私立探偵サム・スペードが鷹の彫像を巡り複雑に絡み合った謎を解いていくダシール・ハメット原作小説の映画化。

サンフランシスコ。金門橋が間近に見える場所で探偵事務所を経営している、敏腕探偵サム・スペードと相棒のアーチャー・マイルズ。
ある日、身なりのいい美しい女から、駆け落ちした妹を、サーズビーという男から取り戻して欲しいとの依頼が。着手金も良かったため、スペードとアーチャーは早速調査にとりかかります。サムの相棒のアーチャーは、サーズビーの尾行と監視を始めます。
その夜、自宅で眠っていたサムのもとに警察から電話が。その内容は、至近距離からアーチャーが射殺されたというものでした。そして別の場所でサーズビーも何者かにより射殺されていました
相棒のアーチャーのワイフと不倫関係にあったサムは、警察に第一容疑者として疑われてしまいます。
そんなさなか、カイロという怪しげな男から、黒い鷹の彫像を渡してくれたら5000ドル払うという依頼が舞い込みます。カイロによると黒い鷹の彫像は、サーズビーが持っていたというのです。カイロは、サムが黒い鷹の彫像の隠し場所を知っていると勘違いしている様子です
カイロという男、最初の依頼人の女、カイロの背後にいる大物、そして、警察から容疑者として疑われているサム。
サムは、謎を解き明かし、自らの容疑を晴らし、相棒の仇をとることができるのでしょうか……

予告編動画リンク

制作、ハル・B・ウォリス、ヘンリー・ブランク
監督、脚本、ジョン・ヒューストン
原作、ダシール・ハメット
撮影、アーサー・エディソン
音楽、アドルフ・ドイッチ
出演、ハンフリー・ボガート、メアリー・アスター、グラディス・ジョージ、ピーター・ローレ、バートン・マクレーン、リー・パトリック、シドニー・グリーン・ストリート

ジョン・ヒューストンは、この作品で監督としてのキャリアをスタートさせました。脚本や役者もこなす多才な名監督です。ハンフリー・ボガートとタッグを組んだ作品に、「黄金」「キー・ラーゴ」「アフリカの女王」などがあります。
アーサー・エディソンは、「西部戦線異状なし」「カサブランカ」などの撮影も担当しています。
ハンフリー・ボガートは、映画会社ワーナーから生まれた大スターで、そのキャリアの初期は脇役のギャングを演じることが多く、長い下積みを経験しました。1941年「ハイ・シエラ」のヒットからスターの足がかりを得、同年の「マルタの鷹」の大ヒットでその地位は確固としたものになりました。翌年の「カサブランカ」では、アカデミー主演男優賞にノミネートされ、演技派の大スターとして認知されるところとなりました。ちなみに、ボガートの独特の喋り口調は、第一次世界大戦に従軍したときの怪我の後遺症で顔の一部が麻痺した為だといわれています。

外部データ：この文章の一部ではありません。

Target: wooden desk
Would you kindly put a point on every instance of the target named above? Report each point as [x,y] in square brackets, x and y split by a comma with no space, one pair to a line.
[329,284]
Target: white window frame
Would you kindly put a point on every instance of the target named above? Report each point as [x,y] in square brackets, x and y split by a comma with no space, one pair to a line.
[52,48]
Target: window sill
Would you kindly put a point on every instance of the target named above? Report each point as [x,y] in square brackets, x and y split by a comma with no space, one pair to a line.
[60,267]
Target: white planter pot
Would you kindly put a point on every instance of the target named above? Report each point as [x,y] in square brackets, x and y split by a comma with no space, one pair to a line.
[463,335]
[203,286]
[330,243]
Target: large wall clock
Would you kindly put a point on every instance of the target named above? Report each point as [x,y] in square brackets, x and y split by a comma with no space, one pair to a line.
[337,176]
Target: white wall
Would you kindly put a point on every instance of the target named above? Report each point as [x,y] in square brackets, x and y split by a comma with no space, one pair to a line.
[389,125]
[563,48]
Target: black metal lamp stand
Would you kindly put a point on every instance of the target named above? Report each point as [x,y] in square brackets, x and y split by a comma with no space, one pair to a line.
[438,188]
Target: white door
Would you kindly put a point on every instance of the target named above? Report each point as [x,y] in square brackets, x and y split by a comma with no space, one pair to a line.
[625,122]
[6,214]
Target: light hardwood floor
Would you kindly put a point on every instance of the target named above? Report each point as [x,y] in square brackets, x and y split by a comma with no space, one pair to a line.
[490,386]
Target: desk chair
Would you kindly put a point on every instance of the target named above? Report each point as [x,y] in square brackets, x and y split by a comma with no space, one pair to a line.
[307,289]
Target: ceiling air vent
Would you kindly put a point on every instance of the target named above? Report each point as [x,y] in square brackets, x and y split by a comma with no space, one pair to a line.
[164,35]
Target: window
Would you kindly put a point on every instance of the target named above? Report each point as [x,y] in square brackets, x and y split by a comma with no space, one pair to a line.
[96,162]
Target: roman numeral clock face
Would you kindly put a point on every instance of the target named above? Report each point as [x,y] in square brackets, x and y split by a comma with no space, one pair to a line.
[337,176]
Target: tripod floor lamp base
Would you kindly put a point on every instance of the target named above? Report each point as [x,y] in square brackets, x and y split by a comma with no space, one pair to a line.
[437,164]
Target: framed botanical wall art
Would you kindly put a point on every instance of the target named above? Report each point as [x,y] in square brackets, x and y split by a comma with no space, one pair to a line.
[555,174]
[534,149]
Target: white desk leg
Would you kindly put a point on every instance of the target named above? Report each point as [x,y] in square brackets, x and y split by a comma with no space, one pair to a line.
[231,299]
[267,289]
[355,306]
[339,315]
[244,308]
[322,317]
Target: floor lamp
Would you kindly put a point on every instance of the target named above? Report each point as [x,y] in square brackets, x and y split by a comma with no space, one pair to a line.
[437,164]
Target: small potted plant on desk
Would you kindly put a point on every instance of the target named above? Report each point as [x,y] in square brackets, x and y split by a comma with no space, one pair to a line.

フィルム・ノワールの元祖と名高い傑作で、この作品から、フィルム・ノワールと後に呼ばれるようになるジャンルが形作られたといっても過言ではありません。
ジョン・ヒューストンのスピーディーで歯切れのよいシャープな演出は、観る者を飽きさせることなく、一気にラストまで引っ張っていってくれます。
タフガイで己の掟に従って生きる主人公。己の掟に従って生きるためには当然その代償を支払わなければならない。マルタの鷹と呼ばれる彫像を巡る、欲望渦巻くダークな人間ドラマは、苦い味わいを残しながら、まさにハードボイルドなラストを迎えます。
アメリカ映画を理解するためには、避けては通れない血と暴力と欲望のドラマ。その雛形がこの映画にはあります。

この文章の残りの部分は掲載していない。